More than a hundred years ago, the new county of Broward was forged around our city, and among the towns incorporated – like Hollywood and Pompano – was a place called Zona.
A place settled by a few dozen pioneering families from around the country, many of whom, curiously, helped build the Panama Canal.
A place then accessible only by boat and barge – yet the settlers were able to battle the fierce mosquitoes, dig up the fertile muck of the Everglades, build homesteads and raise 30 types of fruit and vegetables.
A place we now know as Davie.
Tony Salvino was quoted by writer Victoria Wagner in 1982, and his story is typical. His father came to Zona in 1914 and “bought 10 acres for $1,500.” Two years later, he brought the rest of the family. “We came by train to Jacksonville via the Illinois Central Railroad…. The following day, we took the Florida Coast Railroad to Fort Lauderdale. From there a boat carrying both passengers and freight ran to Zona.”

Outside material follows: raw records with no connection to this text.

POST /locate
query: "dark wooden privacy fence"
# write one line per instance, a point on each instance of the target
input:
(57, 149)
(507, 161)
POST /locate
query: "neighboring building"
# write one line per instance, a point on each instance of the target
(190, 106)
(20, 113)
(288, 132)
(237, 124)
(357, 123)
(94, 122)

Another of the early families was that of Ed Viele, whose family home is preserved today behind the Old Davie School Museum at 6650 Griffin Rd. He told Wagner about the adventure of getting there: “We came by train to Fort Lauderdale and then by boat the rest of the way. Our furniture came by barge, and on the way the barge overturned. I remember seeing the furniture float here and there down New River. Most of it was ruined.”
Viele described the early lifestyle. “No matter what your occupation or profession had been previously, here you raised tomatoes, cucumber, broccoli, and took them by boat to Fort Lauderdale to be shipped north.”
But what about these curious settlers from the Panama Canal Zone who named the place Zona? Were they asked to be there because of their “draining” experience? Were they here to do another dig?
Like so much left unsaid in other historical accounts, the answer is found in Wagner’s tract, entitled “The History of Davie and its Dilemma” and printed by Nova University (now NSU) in a simple 80-page binder.
“When the Canal was completed, the workers were approached by real estate salesmen from the Everglades Sugar and Land Company. Those who were gamblers at heart, and wanted to be farmers, bought the land sight unseen.” Those men organized the Zona Glades Company and named their new settlement Zona. “They were men of energy and initiative so, by 1913, about 30 varieties of crops were grown, from strawberries to cabbages,” Wagner reports.
Soon there was a need for schooling. Robert Parsell Davie, a developer who had assisted Gov. Napoleon Bonaparte Broward in draining swamplands, helped build a small school. For these and other services, citizens renamed the town after him. While some accounts date this at 1916, a Fort Lauderdale Sentinel article reports the local post office changed the name to Davie in 1914.
In 1918 a much bigger school – it offered four classrooms – opened its doors to 90 students. On the second floor, a meeting room served both the school and the community. “The Old Davie School” on Griffin Road – designed by architect August Geiger and built by the 3-year-old Broward County – is a now museum. It is our county’s oldest existing school building.
After R. P. Davie, the town’s identity was forged by a man whose name few know, but whose legacy is in Davie’s very fabric. In the 1930s Missouri cattleman James Bright brought in horses – not working mules, but thoroughbreds. He built Camelot Farms on Orange Drive where he bred and trained the horses. (Earlier, he had helped found Hialeah Race Track.)
It seemed that overnight a love affair began, and a new lifestyle sprouted. As the years went by, there was a proliferation of cowboy hats and boots, western gear, and eventually a rodeo. Even in the 1960s, you could see horses hitched up at the Western-style McDonald’s on Davie Road. Davie was “horse country.”
And still is, remarkably. The western culture has defied the odds, as much of the last half-century saw land for agriculture and cattle dwindle as the suburban population exploded. In 1970 Davie’s population stood at 5,859. That has leaped to over 100,000, a 95,000-person increase. And yet take a drive along Orange Drive, glance down sidestreets with their stables, or view the pastures that stretch to Flamingo Road. South Florida visitors used to cruising AIA are often astonished to see this “so close to Fort Lauderdale.”